Does anyone know what's the maintenance interval (# of hours) for replacing spark plug on Toro Timemaster? I am surprised this is not included in the manual.


----------



## TN Hawkeye (May 7, 2018)

I always change mine when I winterize. They probably last longer than a season but it keeps me from forgetting.


----------



## ericgautier (Apr 22, 2017)

seiyafan said:


> I am surprised this is not included in the manual.


What make/model engine? I think it might be because the spark plug maintenance is covered under the engine make/model.


----------



## TN Hawkeye (May 7, 2018)

ericgautier said:


> seiyafan said:
> 
> 
> > I am surprised this is not included in the manual.
> ...


You're right. I just checked my manual and it says to refer to the enclosed engine manual for spark plug information.


----------



## SCGrassMan (Dec 17, 2017)

Yearly


----------



## seiyafan (Apr 3, 2019)

ericgautier said:


> seiyafan said:
> 
> 
> > I am surprised this is not included in the manual.
> ...


Model: 21199
I put on about 25 hours of usage each year.


----------



## MasterMech (Sep 24, 2017)

seiyafan said:


> ericgautier said:
> 
> 
> > seiyafan said:
> ...


I'd consider changing it roughly 10-15 years from the date you installed the last one. 

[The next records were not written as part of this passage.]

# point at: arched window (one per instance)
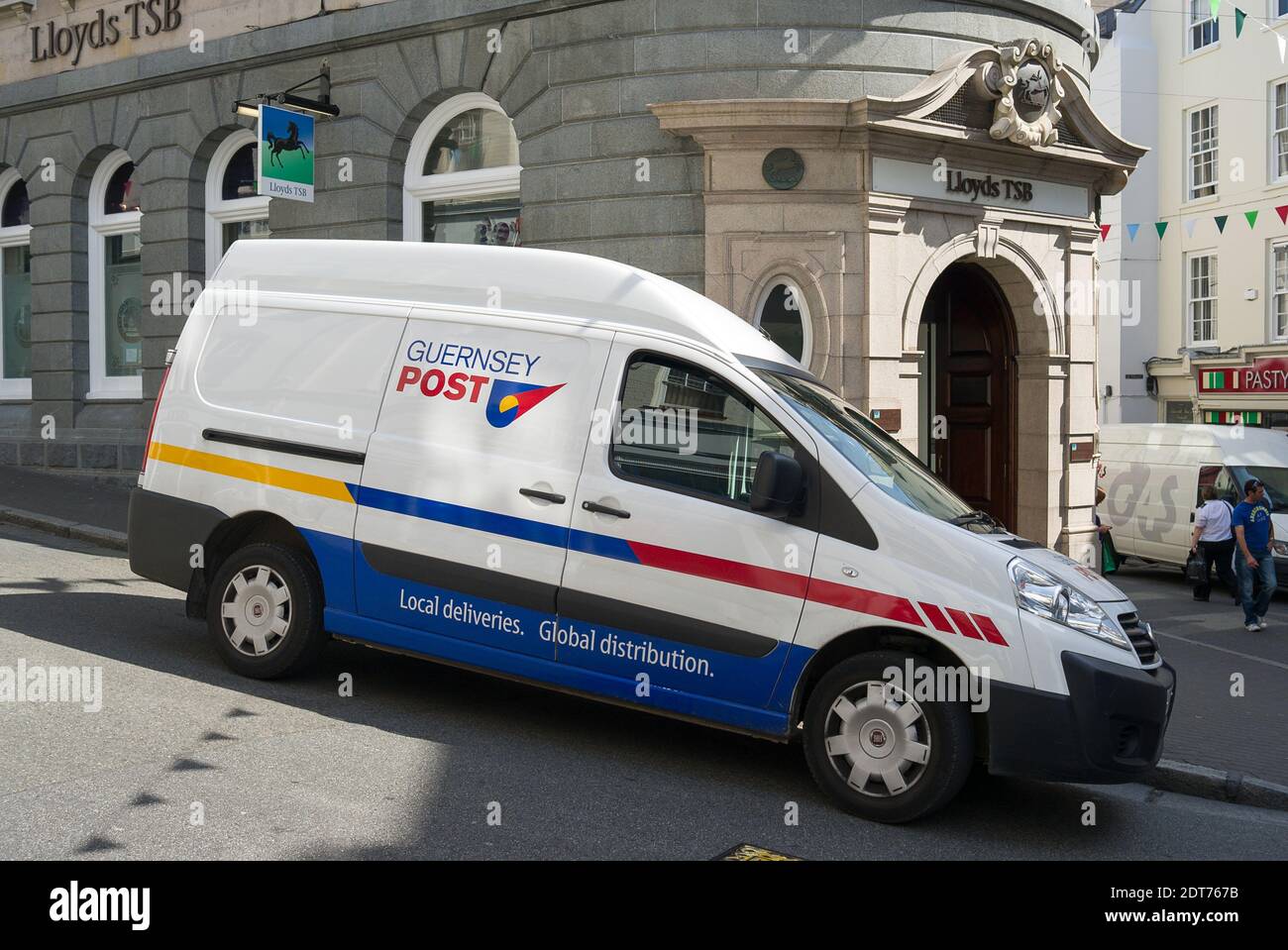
(115, 282)
(14, 287)
(462, 183)
(784, 314)
(235, 210)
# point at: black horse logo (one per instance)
(291, 143)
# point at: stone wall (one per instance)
(576, 78)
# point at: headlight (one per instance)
(1041, 593)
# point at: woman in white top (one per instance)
(1214, 542)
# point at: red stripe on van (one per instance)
(964, 623)
(885, 605)
(936, 618)
(720, 570)
(991, 632)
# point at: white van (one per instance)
(1153, 474)
(565, 470)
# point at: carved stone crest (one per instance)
(1025, 81)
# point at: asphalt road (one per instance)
(415, 762)
(1232, 686)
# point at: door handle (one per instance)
(604, 510)
(554, 497)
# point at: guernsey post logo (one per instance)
(511, 399)
(460, 372)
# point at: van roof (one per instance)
(510, 279)
(1239, 446)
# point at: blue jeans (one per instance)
(1265, 572)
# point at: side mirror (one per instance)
(777, 485)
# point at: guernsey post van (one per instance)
(1153, 475)
(568, 472)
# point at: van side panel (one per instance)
(269, 411)
(465, 497)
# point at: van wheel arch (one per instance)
(232, 534)
(868, 640)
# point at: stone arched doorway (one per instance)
(967, 389)
(1017, 296)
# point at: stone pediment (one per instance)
(1018, 95)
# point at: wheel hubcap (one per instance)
(877, 739)
(256, 610)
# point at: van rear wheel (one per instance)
(266, 611)
(880, 752)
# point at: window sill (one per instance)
(1201, 202)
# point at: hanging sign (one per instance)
(284, 154)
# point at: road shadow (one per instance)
(568, 777)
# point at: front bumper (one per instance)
(1108, 729)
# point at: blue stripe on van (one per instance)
(601, 545)
(463, 516)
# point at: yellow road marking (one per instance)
(751, 852)
(252, 472)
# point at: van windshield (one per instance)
(1274, 479)
(868, 448)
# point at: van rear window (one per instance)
(304, 366)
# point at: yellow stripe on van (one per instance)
(252, 472)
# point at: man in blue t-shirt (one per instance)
(1253, 531)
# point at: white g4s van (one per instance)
(1154, 474)
(565, 470)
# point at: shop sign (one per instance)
(940, 181)
(132, 21)
(1267, 374)
(284, 154)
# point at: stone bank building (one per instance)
(902, 192)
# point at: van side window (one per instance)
(1220, 477)
(683, 429)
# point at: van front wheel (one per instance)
(881, 752)
(266, 611)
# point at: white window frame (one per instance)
(419, 188)
(806, 323)
(1192, 300)
(220, 211)
(1193, 22)
(102, 227)
(1273, 332)
(1273, 175)
(1190, 154)
(16, 236)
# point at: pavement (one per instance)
(423, 735)
(77, 506)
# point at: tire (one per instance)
(928, 749)
(267, 635)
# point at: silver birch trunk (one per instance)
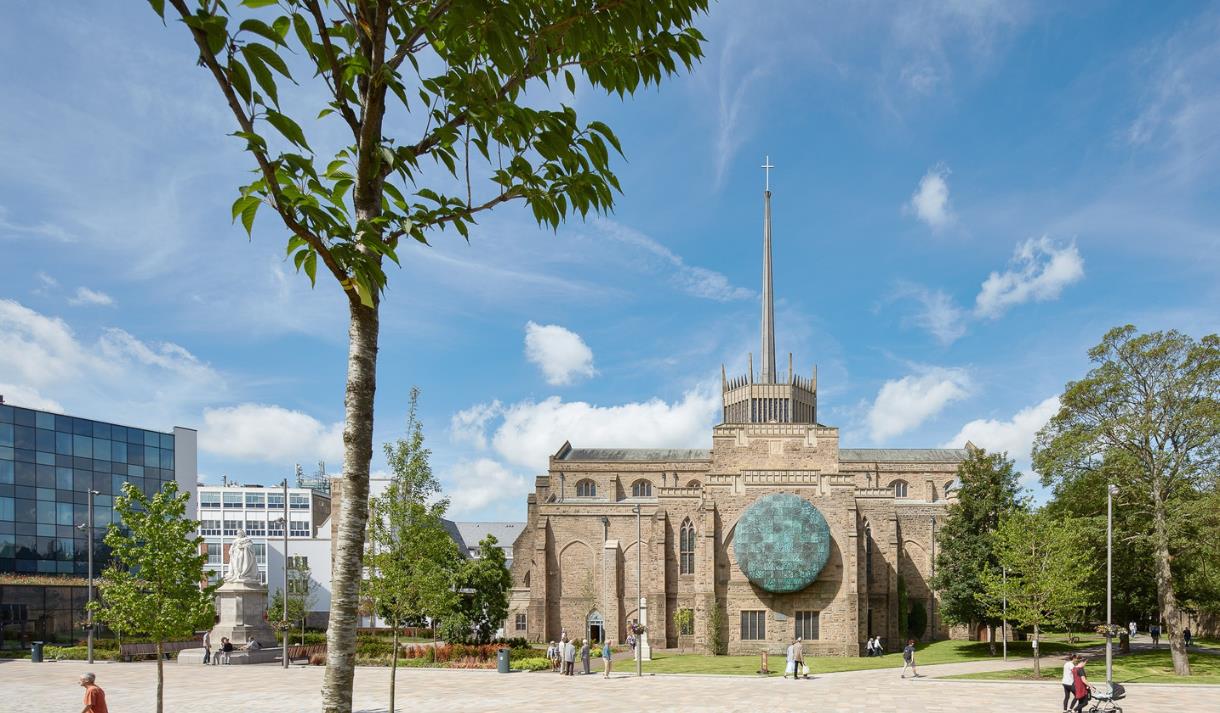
(349, 546)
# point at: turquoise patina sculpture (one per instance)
(782, 542)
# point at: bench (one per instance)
(305, 652)
(129, 651)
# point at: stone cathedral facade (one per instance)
(775, 531)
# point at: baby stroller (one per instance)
(1104, 698)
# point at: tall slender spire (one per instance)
(767, 368)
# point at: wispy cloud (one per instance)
(692, 280)
(1038, 272)
(84, 296)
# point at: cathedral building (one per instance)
(772, 532)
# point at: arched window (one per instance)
(686, 547)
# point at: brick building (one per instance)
(772, 532)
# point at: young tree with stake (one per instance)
(464, 67)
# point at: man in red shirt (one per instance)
(94, 697)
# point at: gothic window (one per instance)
(686, 547)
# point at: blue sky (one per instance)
(966, 197)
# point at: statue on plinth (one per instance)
(243, 567)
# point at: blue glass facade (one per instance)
(48, 464)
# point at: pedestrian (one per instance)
(1069, 680)
(909, 659)
(569, 658)
(606, 652)
(1080, 685)
(94, 697)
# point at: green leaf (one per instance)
(289, 128)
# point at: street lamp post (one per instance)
(1004, 614)
(930, 590)
(88, 528)
(639, 595)
(1113, 490)
(284, 657)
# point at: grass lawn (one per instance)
(925, 655)
(1141, 667)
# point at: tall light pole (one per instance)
(930, 590)
(639, 589)
(284, 657)
(88, 528)
(1004, 614)
(1113, 490)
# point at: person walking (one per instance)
(1080, 685)
(909, 659)
(94, 697)
(1069, 680)
(570, 658)
(606, 652)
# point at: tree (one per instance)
(1147, 419)
(153, 584)
(411, 559)
(988, 491)
(472, 75)
(1046, 573)
(486, 581)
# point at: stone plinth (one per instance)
(243, 611)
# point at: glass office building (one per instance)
(48, 465)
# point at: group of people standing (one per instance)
(563, 656)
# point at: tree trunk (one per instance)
(160, 676)
(393, 669)
(1165, 595)
(1037, 657)
(349, 546)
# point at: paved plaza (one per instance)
(267, 689)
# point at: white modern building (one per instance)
(260, 510)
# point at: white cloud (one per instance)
(528, 432)
(561, 354)
(1038, 272)
(930, 203)
(1014, 436)
(689, 278)
(904, 403)
(937, 311)
(469, 426)
(270, 434)
(473, 486)
(84, 296)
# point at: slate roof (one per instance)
(903, 454)
(636, 454)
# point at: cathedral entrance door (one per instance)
(595, 628)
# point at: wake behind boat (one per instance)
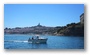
(37, 39)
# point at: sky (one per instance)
(27, 15)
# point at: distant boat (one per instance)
(37, 39)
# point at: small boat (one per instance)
(37, 39)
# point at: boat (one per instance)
(37, 39)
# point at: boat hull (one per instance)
(37, 41)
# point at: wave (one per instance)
(16, 41)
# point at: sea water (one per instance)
(17, 41)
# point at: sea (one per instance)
(20, 41)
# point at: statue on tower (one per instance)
(39, 25)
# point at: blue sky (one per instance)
(27, 15)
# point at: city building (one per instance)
(82, 18)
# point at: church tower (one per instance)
(39, 25)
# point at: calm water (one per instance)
(53, 42)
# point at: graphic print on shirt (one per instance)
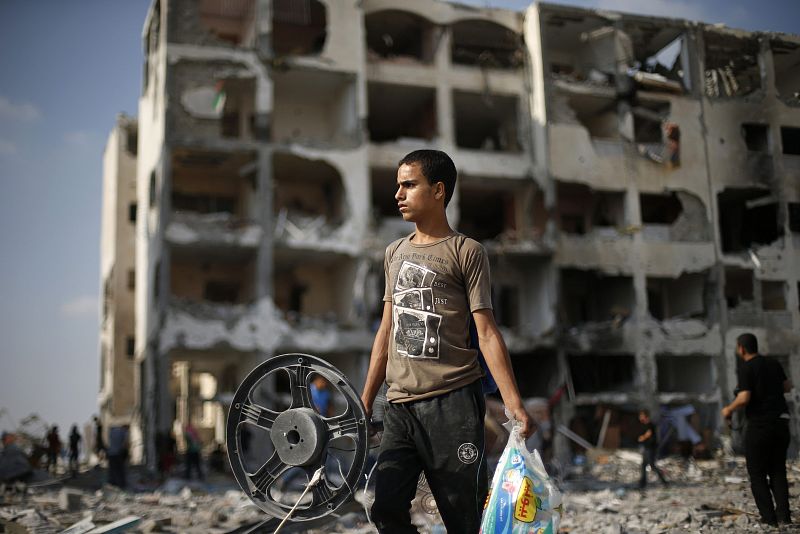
(416, 325)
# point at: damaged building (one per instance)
(634, 180)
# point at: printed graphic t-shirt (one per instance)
(433, 288)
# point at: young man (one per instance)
(762, 384)
(649, 444)
(436, 281)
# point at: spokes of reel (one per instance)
(270, 449)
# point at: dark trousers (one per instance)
(442, 437)
(116, 470)
(765, 446)
(193, 464)
(649, 458)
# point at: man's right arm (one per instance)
(376, 374)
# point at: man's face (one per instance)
(416, 197)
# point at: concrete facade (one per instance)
(635, 180)
(118, 399)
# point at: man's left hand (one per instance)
(522, 416)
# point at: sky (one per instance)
(66, 70)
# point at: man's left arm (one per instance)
(742, 399)
(495, 353)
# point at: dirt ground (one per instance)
(709, 496)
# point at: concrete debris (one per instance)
(703, 496)
(81, 527)
(600, 496)
(69, 500)
(121, 525)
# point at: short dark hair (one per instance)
(748, 342)
(436, 166)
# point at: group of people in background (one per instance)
(54, 449)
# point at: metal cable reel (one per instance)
(277, 444)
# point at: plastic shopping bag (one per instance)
(522, 498)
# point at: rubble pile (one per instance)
(601, 495)
(702, 496)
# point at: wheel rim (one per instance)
(302, 440)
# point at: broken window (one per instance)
(794, 216)
(299, 27)
(486, 212)
(226, 279)
(582, 209)
(221, 291)
(400, 36)
(235, 103)
(209, 182)
(584, 49)
(200, 203)
(790, 140)
(785, 59)
(232, 21)
(592, 296)
(596, 373)
(152, 40)
(685, 374)
(321, 289)
(315, 108)
(522, 293)
(152, 189)
(486, 121)
(540, 369)
(657, 139)
(399, 111)
(598, 114)
(130, 347)
(756, 136)
(659, 209)
(131, 140)
(485, 44)
(731, 65)
(108, 295)
(773, 295)
(157, 280)
(682, 298)
(738, 286)
(747, 217)
(309, 195)
(659, 63)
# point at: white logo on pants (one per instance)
(467, 453)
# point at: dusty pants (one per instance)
(765, 446)
(442, 437)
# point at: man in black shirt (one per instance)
(649, 445)
(762, 384)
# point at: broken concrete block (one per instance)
(70, 500)
(155, 525)
(81, 527)
(122, 525)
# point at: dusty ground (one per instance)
(712, 496)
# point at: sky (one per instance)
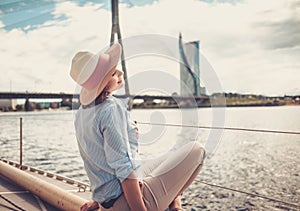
(252, 46)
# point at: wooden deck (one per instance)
(14, 197)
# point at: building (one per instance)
(190, 69)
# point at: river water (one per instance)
(260, 163)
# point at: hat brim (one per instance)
(88, 96)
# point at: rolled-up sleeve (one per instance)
(113, 127)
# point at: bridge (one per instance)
(32, 95)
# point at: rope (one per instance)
(248, 193)
(12, 203)
(223, 128)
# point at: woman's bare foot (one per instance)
(176, 204)
(89, 206)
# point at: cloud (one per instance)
(246, 42)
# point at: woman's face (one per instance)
(116, 82)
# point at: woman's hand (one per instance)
(133, 194)
(89, 206)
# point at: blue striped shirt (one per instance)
(107, 143)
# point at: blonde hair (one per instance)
(99, 99)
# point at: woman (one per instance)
(107, 141)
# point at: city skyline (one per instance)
(253, 46)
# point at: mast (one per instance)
(116, 30)
(186, 64)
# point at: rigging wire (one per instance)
(222, 128)
(12, 203)
(248, 193)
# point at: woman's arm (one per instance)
(133, 193)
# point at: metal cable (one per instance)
(223, 128)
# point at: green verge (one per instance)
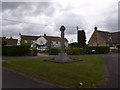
(90, 71)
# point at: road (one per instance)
(19, 81)
(11, 79)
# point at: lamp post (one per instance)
(62, 29)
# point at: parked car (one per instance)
(42, 48)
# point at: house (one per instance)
(10, 41)
(41, 40)
(104, 38)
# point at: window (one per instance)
(25, 41)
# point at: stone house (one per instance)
(41, 40)
(104, 38)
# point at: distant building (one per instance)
(41, 40)
(10, 41)
(104, 38)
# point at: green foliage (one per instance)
(81, 38)
(33, 52)
(25, 44)
(54, 51)
(3, 43)
(74, 51)
(15, 50)
(90, 71)
(73, 44)
(98, 50)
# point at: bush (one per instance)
(15, 50)
(43, 51)
(74, 51)
(54, 51)
(98, 50)
(33, 52)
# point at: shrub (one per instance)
(74, 51)
(54, 51)
(15, 50)
(33, 52)
(98, 50)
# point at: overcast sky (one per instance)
(47, 17)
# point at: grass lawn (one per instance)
(90, 71)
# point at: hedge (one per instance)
(15, 50)
(74, 51)
(54, 51)
(98, 50)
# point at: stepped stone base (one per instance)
(62, 58)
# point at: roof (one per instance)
(26, 37)
(115, 36)
(54, 38)
(11, 41)
(51, 38)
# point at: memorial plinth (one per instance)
(62, 56)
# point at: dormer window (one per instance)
(25, 41)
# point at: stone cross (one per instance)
(62, 29)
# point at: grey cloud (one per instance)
(111, 19)
(71, 21)
(11, 5)
(11, 31)
(22, 9)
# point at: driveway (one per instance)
(111, 62)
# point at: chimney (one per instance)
(45, 35)
(11, 38)
(95, 28)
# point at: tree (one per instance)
(81, 38)
(25, 44)
(49, 44)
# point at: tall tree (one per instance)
(81, 38)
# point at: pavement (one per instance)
(16, 80)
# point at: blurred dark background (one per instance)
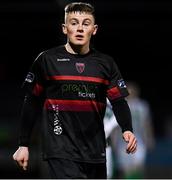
(137, 32)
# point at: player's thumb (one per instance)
(25, 164)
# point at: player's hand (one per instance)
(21, 156)
(131, 140)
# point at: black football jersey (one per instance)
(74, 89)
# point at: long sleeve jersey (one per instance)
(70, 91)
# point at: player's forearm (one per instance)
(29, 114)
(123, 115)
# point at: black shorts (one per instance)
(67, 169)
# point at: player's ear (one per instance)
(64, 29)
(95, 29)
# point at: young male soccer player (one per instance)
(69, 85)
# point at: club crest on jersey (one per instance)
(121, 83)
(80, 67)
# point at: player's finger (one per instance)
(20, 163)
(131, 145)
(25, 163)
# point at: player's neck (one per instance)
(77, 49)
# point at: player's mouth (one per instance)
(79, 37)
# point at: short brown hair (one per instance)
(80, 7)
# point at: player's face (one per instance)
(79, 27)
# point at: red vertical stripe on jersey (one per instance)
(37, 90)
(73, 105)
(113, 93)
(79, 78)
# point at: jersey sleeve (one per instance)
(117, 88)
(116, 93)
(33, 88)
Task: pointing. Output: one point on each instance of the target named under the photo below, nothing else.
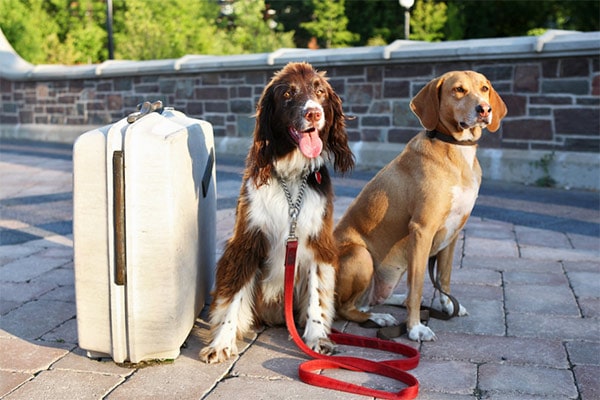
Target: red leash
(308, 371)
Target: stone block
(587, 380)
(574, 67)
(527, 129)
(584, 353)
(396, 89)
(539, 381)
(527, 78)
(516, 104)
(566, 86)
(578, 121)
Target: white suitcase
(144, 223)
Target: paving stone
(451, 377)
(492, 349)
(547, 253)
(585, 284)
(485, 318)
(512, 264)
(552, 327)
(282, 389)
(590, 308)
(22, 292)
(584, 353)
(61, 385)
(541, 237)
(25, 269)
(64, 333)
(475, 276)
(33, 319)
(491, 248)
(586, 266)
(527, 380)
(427, 395)
(10, 380)
(30, 357)
(541, 299)
(584, 242)
(534, 278)
(272, 356)
(587, 380)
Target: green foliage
(428, 20)
(251, 33)
(329, 24)
(74, 31)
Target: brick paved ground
(527, 270)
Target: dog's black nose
(483, 109)
(312, 114)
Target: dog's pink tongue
(311, 144)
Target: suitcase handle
(119, 217)
(145, 108)
(208, 172)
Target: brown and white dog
(299, 125)
(415, 207)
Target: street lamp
(406, 4)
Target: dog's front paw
(212, 355)
(322, 345)
(448, 307)
(383, 319)
(421, 333)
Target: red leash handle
(395, 369)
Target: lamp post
(111, 46)
(407, 4)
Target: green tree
(28, 28)
(158, 30)
(377, 22)
(253, 32)
(329, 24)
(428, 20)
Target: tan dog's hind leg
(420, 239)
(354, 284)
(444, 262)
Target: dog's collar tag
(318, 177)
(291, 248)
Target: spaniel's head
(298, 112)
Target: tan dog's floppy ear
(426, 104)
(499, 110)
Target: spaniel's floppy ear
(426, 104)
(499, 109)
(261, 154)
(337, 139)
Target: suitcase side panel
(165, 160)
(90, 242)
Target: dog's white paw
(213, 355)
(421, 333)
(448, 307)
(321, 345)
(383, 319)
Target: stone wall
(553, 95)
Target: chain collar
(294, 207)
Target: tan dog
(415, 207)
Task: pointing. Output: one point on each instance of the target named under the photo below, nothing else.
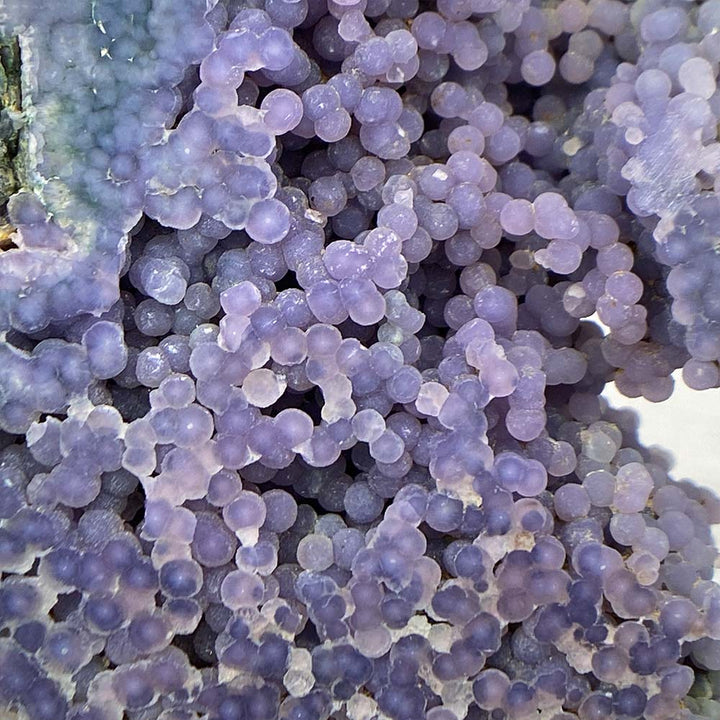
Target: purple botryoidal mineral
(304, 324)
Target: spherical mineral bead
(241, 589)
(517, 217)
(263, 387)
(152, 367)
(315, 552)
(283, 111)
(213, 544)
(246, 511)
(537, 68)
(268, 221)
(165, 279)
(241, 299)
(444, 513)
(105, 346)
(149, 633)
(104, 612)
(152, 318)
(281, 511)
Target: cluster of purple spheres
(300, 386)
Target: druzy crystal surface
(306, 309)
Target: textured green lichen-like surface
(10, 120)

In all seriousness, changing it whenever you get he itch won't hurt. But it's exceptionally rare to actually wear out a plug.


----------



## JRS 9572 (May 28, 2018)

I change all mine yearly. They're not that much in cost, and only takes a minute to change.


----------



## TroyScherer (Jul 17, 2018)

I know this is a sacrilege but I know that I have had my mower for 10 years and had never change the spark plug before this year. And honestly is still looked good and was gaped fairly close to spec.


----------